International expansion is the second capital allocation test that distinguishes the two names. Costco operates approximately 280 international warehouses across Canada, Mexico, the UK, Japan, Korea, Taiwan, Australia, France, Spain, China, Iceland, Sweden, and New Zealand. Each international warehouse builds toward a multi-year payback profile that ultimately compounds the membership economics. The international new-warehouse pipeline has been disciplined; Costco has consistently chosen markets where the membership format and the demographic match the value proposition. The international segment now contributes roughly 25-28% of total revenue and is growing slightly faster than the US business.

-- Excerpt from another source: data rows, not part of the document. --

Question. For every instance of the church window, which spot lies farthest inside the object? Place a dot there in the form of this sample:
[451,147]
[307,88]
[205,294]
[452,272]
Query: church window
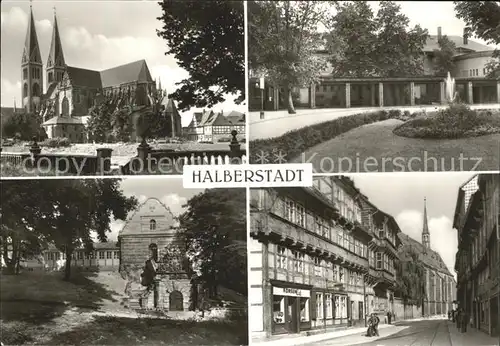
[153,251]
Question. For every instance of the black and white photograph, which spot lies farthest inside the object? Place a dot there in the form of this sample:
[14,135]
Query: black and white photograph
[376,259]
[122,262]
[374,86]
[121,87]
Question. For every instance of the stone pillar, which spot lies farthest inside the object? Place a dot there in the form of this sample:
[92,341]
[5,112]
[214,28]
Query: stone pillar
[103,161]
[381,94]
[442,92]
[470,95]
[372,92]
[347,95]
[412,93]
[312,95]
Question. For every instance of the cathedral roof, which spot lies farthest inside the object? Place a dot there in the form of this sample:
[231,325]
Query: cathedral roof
[31,48]
[429,257]
[83,77]
[131,72]
[56,56]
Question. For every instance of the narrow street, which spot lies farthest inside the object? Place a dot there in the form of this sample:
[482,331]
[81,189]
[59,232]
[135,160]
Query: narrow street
[417,333]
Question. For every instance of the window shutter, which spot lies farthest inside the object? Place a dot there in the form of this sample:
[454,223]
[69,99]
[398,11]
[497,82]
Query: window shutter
[313,305]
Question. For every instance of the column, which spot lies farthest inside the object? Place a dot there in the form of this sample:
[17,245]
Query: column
[381,94]
[312,95]
[498,95]
[442,92]
[372,91]
[348,95]
[412,93]
[470,97]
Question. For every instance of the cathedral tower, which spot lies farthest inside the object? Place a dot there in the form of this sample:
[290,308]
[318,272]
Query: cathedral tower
[56,65]
[31,69]
[426,237]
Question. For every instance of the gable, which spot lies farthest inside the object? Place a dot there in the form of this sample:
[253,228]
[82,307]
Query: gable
[139,222]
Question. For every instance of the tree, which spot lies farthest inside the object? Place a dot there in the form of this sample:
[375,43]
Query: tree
[64,212]
[482,18]
[385,44]
[283,40]
[444,56]
[213,232]
[207,39]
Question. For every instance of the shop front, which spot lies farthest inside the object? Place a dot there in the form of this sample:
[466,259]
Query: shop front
[291,309]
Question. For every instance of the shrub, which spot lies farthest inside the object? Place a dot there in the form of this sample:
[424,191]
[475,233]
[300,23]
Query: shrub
[456,121]
[56,142]
[295,142]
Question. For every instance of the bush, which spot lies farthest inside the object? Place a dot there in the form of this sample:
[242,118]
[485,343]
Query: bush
[295,142]
[456,121]
[56,142]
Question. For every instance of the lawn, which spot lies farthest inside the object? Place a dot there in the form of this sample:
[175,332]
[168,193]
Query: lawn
[374,147]
[40,308]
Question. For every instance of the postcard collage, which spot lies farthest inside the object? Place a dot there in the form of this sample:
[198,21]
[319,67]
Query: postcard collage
[250,173]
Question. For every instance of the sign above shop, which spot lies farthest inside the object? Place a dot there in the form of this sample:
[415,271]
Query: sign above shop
[291,292]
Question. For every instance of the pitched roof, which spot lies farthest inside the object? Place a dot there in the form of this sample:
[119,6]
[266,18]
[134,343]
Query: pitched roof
[429,257]
[131,72]
[83,77]
[432,43]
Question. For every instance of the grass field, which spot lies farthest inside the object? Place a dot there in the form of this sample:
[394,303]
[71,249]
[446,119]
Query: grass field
[40,308]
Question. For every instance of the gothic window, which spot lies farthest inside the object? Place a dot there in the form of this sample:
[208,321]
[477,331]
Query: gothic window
[36,89]
[153,251]
[65,106]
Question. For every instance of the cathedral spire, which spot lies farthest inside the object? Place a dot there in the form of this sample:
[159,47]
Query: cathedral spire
[56,55]
[31,48]
[425,231]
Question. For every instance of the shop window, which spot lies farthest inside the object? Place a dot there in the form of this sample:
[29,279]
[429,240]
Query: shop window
[304,309]
[328,305]
[281,257]
[279,309]
[319,306]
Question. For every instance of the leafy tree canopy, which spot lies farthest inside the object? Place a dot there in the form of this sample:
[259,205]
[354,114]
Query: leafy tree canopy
[207,40]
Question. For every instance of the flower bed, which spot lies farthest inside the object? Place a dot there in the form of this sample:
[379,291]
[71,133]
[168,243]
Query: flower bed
[456,121]
[295,142]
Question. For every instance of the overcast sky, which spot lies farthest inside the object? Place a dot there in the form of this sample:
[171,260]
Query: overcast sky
[95,35]
[402,196]
[168,190]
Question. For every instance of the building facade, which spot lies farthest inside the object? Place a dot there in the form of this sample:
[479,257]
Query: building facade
[208,126]
[477,219]
[71,91]
[312,259]
[472,85]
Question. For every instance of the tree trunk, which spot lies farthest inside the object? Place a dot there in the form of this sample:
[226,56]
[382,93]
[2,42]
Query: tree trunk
[291,108]
[67,267]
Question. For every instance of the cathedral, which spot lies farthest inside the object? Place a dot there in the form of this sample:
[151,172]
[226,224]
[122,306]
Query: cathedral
[72,91]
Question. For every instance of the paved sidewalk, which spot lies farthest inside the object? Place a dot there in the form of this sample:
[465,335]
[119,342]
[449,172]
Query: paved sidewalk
[300,339]
[471,337]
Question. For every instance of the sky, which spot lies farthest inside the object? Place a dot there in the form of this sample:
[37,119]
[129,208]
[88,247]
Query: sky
[92,39]
[168,190]
[402,196]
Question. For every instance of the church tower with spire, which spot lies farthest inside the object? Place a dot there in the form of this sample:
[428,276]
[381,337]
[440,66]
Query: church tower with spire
[31,69]
[56,65]
[426,237]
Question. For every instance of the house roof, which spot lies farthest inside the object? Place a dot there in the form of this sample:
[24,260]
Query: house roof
[58,120]
[83,77]
[131,72]
[429,257]
[432,43]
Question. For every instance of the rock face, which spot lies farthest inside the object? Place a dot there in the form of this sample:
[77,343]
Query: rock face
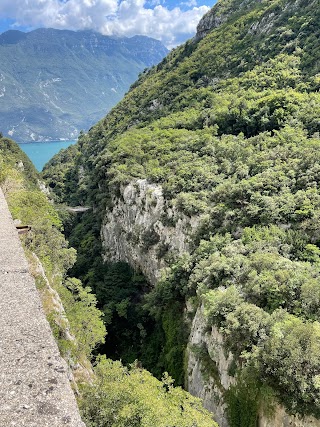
[141,229]
[210,384]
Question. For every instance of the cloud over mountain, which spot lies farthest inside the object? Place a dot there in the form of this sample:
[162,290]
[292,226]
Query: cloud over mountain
[110,17]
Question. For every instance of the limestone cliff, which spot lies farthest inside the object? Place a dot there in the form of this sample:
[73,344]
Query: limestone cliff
[142,229]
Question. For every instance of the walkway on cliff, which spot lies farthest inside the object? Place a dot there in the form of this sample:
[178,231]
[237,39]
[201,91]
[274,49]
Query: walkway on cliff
[34,387]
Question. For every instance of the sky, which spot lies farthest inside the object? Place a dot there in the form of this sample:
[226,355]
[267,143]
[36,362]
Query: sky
[171,21]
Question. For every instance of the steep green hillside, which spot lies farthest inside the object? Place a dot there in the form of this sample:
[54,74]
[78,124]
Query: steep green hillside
[54,83]
[113,395]
[228,124]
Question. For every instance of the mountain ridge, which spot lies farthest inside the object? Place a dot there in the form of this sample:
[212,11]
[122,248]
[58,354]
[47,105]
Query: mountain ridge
[54,83]
[220,142]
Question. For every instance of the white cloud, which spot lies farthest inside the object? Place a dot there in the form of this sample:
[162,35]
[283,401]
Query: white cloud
[111,17]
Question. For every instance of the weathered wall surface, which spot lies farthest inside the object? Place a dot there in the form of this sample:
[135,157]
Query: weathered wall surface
[35,389]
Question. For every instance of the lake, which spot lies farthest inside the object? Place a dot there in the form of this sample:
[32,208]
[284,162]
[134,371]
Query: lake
[41,152]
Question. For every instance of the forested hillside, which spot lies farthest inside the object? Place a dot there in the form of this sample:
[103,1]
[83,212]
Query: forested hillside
[53,83]
[111,395]
[228,126]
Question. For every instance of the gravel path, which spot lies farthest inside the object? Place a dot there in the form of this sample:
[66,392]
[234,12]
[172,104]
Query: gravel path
[34,387]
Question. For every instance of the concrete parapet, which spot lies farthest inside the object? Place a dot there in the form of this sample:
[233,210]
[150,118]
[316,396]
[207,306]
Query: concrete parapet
[34,387]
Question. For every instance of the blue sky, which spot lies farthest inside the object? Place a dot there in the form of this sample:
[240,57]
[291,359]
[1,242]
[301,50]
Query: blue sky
[170,21]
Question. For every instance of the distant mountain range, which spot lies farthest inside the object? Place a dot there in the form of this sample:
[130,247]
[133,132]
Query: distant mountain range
[54,83]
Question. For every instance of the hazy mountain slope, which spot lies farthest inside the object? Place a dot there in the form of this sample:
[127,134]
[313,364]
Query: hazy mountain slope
[55,83]
[223,137]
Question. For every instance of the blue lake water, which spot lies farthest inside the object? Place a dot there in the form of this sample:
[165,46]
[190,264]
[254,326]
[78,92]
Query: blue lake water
[41,152]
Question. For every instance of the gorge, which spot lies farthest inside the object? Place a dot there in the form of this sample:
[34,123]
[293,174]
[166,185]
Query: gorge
[202,244]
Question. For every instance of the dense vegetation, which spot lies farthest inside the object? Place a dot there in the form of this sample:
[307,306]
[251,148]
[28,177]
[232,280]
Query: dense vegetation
[229,125]
[113,395]
[57,82]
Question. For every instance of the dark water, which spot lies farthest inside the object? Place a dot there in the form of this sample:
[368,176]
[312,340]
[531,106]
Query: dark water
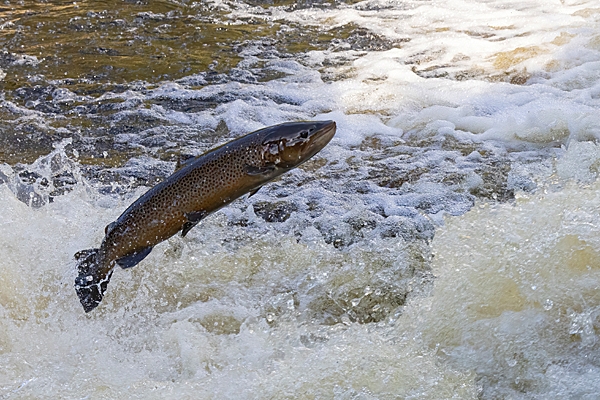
[442,246]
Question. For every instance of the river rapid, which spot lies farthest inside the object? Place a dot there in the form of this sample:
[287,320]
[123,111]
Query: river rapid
[444,245]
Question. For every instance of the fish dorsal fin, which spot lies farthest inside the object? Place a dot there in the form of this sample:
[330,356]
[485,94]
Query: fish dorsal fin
[192,220]
[109,227]
[134,258]
[184,160]
[252,170]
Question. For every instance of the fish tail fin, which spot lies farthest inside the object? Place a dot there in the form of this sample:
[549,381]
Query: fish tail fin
[92,280]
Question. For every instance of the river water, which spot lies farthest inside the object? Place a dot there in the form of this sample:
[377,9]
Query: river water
[444,245]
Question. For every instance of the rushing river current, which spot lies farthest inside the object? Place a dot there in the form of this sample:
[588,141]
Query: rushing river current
[444,245]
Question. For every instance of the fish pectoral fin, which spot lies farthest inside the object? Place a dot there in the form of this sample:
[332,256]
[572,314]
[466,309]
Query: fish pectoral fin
[110,227]
[253,192]
[192,220]
[252,170]
[133,259]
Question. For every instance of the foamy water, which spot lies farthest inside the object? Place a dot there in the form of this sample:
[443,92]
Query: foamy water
[444,245]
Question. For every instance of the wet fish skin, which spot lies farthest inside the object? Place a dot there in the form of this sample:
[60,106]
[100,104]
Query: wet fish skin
[201,186]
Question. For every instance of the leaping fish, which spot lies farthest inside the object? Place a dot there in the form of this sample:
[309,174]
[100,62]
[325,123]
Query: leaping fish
[201,186]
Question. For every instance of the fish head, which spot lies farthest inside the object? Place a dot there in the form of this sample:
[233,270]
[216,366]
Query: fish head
[289,145]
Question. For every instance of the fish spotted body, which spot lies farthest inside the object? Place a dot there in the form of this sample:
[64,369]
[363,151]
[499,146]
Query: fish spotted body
[201,186]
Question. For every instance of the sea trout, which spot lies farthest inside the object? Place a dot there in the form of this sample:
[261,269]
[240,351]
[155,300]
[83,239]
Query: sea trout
[201,186]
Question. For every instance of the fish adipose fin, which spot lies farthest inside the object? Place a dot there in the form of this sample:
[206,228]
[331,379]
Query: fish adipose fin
[133,259]
[192,220]
[90,285]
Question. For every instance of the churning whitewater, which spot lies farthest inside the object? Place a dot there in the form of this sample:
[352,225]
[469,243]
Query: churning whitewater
[444,244]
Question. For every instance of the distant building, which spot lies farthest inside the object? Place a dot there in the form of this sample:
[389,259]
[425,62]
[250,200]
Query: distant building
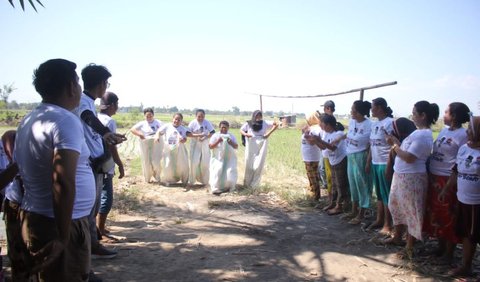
[289,120]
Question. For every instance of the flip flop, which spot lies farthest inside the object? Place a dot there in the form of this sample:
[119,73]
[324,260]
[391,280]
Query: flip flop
[334,211]
[355,221]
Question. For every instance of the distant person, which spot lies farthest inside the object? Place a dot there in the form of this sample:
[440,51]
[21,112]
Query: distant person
[466,174]
[223,162]
[410,179]
[108,108]
[95,82]
[59,185]
[377,159]
[175,153]
[199,131]
[150,151]
[358,147]
[312,155]
[325,172]
[439,219]
[334,143]
[256,132]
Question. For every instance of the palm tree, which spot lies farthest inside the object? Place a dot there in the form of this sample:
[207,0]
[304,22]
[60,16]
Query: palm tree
[23,4]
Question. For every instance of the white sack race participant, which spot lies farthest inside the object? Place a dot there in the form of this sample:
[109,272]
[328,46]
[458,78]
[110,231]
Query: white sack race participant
[256,133]
[150,151]
[175,154]
[200,130]
[223,162]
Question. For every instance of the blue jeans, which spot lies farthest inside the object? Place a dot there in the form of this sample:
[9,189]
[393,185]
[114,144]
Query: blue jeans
[106,198]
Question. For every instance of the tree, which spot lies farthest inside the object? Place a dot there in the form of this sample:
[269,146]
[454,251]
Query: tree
[5,93]
[23,4]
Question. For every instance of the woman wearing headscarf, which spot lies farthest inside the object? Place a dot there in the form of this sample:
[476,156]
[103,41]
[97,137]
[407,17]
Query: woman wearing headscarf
[440,212]
[410,180]
[466,175]
[256,132]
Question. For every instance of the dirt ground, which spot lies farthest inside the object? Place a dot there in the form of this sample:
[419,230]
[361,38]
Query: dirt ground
[178,235]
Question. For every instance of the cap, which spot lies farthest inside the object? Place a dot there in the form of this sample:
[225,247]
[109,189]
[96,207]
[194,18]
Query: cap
[108,99]
[329,104]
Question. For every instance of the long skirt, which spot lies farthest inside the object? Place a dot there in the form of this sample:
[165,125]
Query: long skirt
[359,181]
[175,164]
[199,161]
[223,169]
[440,217]
[151,156]
[255,156]
[407,201]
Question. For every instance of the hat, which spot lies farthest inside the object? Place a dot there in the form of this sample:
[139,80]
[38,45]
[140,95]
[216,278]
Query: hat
[108,99]
[329,104]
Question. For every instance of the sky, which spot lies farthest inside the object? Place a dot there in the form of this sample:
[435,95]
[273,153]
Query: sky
[215,54]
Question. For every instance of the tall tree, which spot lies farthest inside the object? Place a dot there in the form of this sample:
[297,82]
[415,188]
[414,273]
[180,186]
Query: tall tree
[5,93]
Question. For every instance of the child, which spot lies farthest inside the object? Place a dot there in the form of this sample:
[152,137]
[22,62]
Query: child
[200,130]
[256,132]
[223,163]
[334,142]
[150,152]
[175,154]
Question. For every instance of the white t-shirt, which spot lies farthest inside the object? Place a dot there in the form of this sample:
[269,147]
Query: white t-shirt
[218,135]
[311,153]
[148,128]
[93,139]
[266,126]
[46,129]
[205,127]
[358,136]
[335,157]
[172,134]
[468,180]
[109,122]
[445,149]
[379,147]
[419,143]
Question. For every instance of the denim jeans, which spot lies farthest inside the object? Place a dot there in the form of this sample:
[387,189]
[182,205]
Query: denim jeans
[106,199]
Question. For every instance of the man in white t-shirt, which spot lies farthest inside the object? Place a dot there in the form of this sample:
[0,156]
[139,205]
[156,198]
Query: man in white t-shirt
[95,82]
[59,192]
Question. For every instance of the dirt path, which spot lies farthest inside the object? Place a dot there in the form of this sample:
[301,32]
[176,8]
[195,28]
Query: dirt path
[195,236]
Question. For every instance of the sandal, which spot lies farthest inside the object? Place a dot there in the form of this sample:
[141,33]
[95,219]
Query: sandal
[347,216]
[355,221]
[393,242]
[460,272]
[335,211]
[405,254]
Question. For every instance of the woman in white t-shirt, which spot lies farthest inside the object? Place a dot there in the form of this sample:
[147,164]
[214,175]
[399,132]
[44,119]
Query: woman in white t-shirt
[256,132]
[200,130]
[150,152]
[223,163]
[466,175]
[358,146]
[334,143]
[175,153]
[312,155]
[439,219]
[410,180]
[377,162]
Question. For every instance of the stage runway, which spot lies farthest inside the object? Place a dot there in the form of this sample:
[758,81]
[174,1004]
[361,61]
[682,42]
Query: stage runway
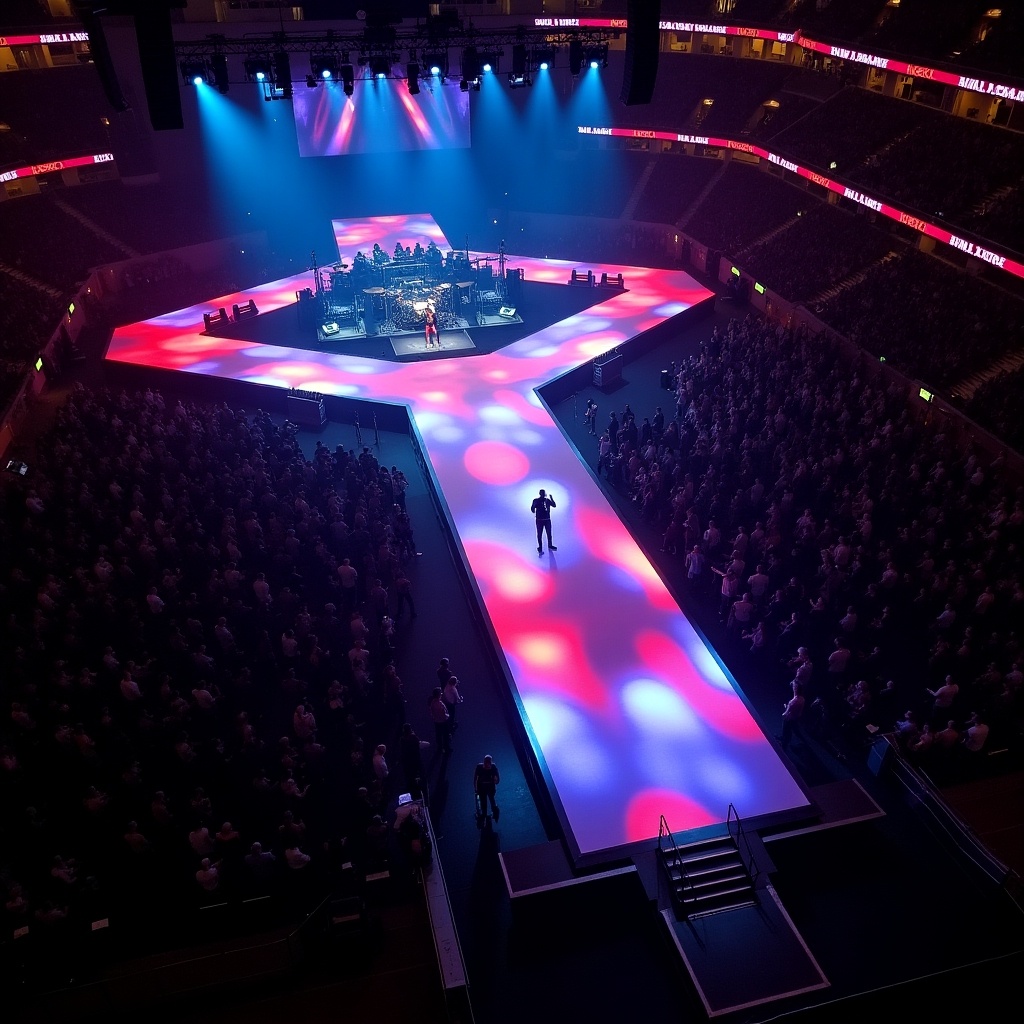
[630,714]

Walmart's international footprint is broader and more complicated. The company operates over 5,200 international stores across 19 countries, but the portfolio has been actively rationalised over the past decade. The exits from the UK and the strategic restructuring of the Brazilian and Argentinian businesses have improved the capital allocation profile. The remaining international footprint, anchored in Mexico (Walmex), Canada, China, and India (via the Flipkart investment), generates approximately $115 billion of annualised revenue. The Flipkart investment alone has scaled to over $25 billion of GMV and is the single largest e-commerce platform in India by category breadth.
The lesson from the international comparison is that Costco's narrower footprint produces a more efficient ROIC outcome, while Walmart's broader footprint includes some assets that are mature cash flow generators (Walmex, Canada) and some that are early-stage growth investments (Flipkart, India). The capital allocation rigor is comparable on both names, but the visible payoff timing is different. Costco's payoff is steady and ratable; Walmart's payoff is lumpier and includes optionality from emerging markets.